Question 4: How might you improve the maps you’ve made? For the map with the species richness raster under the population by buffered protected areas polygons, I might visualize the data in a way that doesn’t obscure the species richness under the opacity of the population polygons. In that map, the species richness histogram also isn’t completely intuitive, so I would want to adjust that for clarity.
The chloropleth with median income is fine, but is somewhat disrupted by 1) the amount of missing data and 2) the direction of the color gradient. It’s not intuitive (at least to me) for lower income to be a darker color, so I’d probably reverse the color ramp.
The map that shows land values is interesting but difficult to interpret. The different transparency levels are hard to distinguish both on the map and in the legend, and the legend itself does not indicate the point of the transparency levels. Part of the issue with this is the overlap in the buffered protected areas, so maybe there are ways to work around that to improve the visualization.
The cartograms that use a different size/color of county polygon to represent larger or smaller populations/incomes are also aesthetically horrible. The ones that warp the shape of Utah work better, so I would just use those instead of the non-continuous version.
Question 5: Is a map the best way to evaluate the data you worked with? Why or Why not? I think a map is a great way to explore this data and start seeing patterns that might be interesting to explore further. However, the patterns created by overlaying data don’t really say anything about trends, they don’t point toward decision-making options, and they don’t necessarily imply anything about what the patterns mean.
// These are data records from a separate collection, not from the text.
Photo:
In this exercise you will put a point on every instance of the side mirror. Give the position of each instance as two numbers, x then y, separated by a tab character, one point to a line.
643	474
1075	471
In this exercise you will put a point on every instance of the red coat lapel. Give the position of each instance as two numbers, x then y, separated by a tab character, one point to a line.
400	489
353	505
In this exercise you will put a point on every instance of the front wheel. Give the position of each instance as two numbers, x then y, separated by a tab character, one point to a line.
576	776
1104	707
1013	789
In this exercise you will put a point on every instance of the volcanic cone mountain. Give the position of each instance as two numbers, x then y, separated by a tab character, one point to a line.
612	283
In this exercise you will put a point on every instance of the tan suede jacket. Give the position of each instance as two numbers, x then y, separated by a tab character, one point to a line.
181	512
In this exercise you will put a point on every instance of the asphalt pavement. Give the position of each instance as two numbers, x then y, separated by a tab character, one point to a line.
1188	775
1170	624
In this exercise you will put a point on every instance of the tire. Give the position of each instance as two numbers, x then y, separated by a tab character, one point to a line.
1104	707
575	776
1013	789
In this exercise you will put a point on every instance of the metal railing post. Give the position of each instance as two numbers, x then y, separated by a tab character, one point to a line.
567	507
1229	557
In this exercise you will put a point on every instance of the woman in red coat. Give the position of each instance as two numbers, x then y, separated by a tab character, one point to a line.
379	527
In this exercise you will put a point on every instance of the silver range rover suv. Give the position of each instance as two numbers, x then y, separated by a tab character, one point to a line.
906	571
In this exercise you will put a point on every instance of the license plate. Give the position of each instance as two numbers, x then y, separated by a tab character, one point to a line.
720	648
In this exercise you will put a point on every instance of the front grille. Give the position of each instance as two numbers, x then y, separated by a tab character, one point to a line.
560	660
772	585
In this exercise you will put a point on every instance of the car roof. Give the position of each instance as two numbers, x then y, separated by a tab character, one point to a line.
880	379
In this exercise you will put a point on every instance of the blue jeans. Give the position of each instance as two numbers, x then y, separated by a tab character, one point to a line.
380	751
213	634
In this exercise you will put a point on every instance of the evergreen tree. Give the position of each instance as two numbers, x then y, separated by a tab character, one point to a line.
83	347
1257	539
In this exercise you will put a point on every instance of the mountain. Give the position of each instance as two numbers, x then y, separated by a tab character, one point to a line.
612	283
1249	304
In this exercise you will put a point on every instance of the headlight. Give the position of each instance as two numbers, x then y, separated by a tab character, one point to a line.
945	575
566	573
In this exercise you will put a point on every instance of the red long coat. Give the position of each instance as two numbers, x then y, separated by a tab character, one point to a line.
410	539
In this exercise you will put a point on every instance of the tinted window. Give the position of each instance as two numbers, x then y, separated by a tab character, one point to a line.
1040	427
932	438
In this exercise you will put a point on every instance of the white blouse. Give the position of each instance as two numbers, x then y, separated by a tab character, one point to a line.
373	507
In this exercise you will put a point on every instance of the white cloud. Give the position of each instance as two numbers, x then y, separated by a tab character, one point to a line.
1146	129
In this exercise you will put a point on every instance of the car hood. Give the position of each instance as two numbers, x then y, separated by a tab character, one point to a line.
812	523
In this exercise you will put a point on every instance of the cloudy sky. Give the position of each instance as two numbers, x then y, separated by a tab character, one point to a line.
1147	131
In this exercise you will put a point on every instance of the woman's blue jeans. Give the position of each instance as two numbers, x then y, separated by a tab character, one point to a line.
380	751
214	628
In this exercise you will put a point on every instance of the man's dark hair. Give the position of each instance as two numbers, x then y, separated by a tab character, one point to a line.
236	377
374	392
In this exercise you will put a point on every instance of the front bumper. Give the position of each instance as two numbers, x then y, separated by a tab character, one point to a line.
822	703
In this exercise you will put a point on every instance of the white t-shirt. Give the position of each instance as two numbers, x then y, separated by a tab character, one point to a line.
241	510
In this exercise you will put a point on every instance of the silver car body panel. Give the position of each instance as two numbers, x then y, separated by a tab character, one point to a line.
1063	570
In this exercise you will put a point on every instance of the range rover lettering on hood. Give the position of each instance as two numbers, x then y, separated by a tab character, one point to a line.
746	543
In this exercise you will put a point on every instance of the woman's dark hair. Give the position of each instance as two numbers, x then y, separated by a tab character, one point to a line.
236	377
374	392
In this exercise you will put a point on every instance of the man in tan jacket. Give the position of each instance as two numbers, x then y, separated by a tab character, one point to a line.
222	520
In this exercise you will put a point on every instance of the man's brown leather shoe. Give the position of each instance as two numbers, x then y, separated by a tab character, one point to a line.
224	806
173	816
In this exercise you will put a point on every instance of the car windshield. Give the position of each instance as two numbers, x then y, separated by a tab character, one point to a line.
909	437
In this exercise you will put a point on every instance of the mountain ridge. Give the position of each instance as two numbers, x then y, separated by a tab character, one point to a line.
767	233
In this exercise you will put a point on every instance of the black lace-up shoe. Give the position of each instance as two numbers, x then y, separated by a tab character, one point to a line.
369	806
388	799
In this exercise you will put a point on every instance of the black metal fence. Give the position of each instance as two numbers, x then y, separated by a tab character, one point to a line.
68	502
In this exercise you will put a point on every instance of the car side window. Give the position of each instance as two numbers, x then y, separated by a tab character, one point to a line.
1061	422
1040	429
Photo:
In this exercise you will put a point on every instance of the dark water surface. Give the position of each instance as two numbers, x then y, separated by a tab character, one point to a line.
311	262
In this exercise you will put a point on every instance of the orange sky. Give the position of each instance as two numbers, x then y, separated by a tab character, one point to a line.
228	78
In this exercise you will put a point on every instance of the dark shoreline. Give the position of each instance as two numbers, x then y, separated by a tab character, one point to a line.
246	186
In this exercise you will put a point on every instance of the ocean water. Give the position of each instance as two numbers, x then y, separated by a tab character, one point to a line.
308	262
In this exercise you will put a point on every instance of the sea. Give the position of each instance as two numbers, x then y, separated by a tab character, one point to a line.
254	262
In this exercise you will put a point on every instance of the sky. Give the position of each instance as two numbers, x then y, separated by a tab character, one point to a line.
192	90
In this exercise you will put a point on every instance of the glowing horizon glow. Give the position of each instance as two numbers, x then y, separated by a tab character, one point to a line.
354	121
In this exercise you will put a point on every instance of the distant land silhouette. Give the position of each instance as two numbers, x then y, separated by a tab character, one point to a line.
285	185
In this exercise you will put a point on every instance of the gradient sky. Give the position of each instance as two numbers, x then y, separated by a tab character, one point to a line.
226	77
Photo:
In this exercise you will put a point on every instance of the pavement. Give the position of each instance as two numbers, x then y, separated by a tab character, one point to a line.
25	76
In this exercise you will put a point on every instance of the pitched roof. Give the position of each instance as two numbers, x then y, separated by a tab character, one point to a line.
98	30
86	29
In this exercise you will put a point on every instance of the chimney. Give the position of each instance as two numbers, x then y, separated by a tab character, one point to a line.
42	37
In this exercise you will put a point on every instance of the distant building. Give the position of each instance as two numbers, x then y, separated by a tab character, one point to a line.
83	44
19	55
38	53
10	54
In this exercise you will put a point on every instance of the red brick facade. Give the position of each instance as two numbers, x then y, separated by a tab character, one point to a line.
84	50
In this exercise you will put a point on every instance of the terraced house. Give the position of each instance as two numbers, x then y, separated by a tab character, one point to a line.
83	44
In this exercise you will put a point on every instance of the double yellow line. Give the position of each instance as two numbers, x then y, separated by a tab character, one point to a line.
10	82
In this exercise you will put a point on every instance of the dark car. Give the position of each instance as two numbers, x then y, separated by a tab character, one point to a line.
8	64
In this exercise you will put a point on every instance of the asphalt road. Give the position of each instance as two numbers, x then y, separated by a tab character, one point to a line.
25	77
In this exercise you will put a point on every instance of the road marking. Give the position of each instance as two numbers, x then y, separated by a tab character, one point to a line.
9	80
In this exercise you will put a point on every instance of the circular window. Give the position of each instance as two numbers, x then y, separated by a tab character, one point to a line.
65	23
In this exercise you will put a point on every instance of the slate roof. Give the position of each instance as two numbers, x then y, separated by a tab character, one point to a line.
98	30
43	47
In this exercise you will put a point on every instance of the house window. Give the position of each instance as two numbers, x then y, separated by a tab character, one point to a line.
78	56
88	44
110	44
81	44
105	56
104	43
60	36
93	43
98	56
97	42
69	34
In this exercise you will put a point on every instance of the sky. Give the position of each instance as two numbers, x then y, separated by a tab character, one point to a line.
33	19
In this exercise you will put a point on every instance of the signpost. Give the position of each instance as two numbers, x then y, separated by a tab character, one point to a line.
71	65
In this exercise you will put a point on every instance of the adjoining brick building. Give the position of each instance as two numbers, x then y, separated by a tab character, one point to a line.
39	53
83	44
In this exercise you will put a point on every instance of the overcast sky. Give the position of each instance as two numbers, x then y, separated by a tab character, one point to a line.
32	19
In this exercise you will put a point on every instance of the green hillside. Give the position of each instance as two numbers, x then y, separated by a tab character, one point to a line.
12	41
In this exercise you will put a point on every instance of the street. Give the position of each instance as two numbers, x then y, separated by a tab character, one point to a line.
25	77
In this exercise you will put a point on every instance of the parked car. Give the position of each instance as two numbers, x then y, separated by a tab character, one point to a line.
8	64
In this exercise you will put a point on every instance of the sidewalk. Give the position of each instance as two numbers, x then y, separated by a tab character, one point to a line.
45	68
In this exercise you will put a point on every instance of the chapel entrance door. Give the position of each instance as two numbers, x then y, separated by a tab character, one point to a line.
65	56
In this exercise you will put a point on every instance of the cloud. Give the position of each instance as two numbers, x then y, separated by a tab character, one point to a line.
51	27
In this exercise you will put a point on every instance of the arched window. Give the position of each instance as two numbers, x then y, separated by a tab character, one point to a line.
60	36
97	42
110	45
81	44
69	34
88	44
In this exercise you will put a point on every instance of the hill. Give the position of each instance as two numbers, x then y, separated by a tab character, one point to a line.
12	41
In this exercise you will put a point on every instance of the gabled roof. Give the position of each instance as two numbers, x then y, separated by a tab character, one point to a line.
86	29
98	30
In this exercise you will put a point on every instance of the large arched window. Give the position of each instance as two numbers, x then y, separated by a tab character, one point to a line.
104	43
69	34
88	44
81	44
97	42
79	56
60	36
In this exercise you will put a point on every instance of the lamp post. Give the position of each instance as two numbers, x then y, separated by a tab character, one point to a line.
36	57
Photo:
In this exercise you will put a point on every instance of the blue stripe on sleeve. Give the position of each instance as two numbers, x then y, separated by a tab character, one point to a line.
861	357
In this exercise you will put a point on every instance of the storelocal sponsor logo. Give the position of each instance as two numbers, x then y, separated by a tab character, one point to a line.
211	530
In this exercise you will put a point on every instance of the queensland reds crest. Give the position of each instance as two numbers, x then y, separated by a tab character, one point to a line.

What does it mean that protected areas near SLC have higher land values and higher incomes associated? Does that mean anything for conservation values on the ground in those protected areas? What are the species captured by species richness, and would these maps change substantially if we included abundance?
Although the cartograms are more straightforward and might be one of the better ways to visualize and/or evaluate the population and income data, they do not have the level of granularity that might lead to any kind of policy or management decision. For example, the income data do not say anything about income inequality or more granular patterns within counties.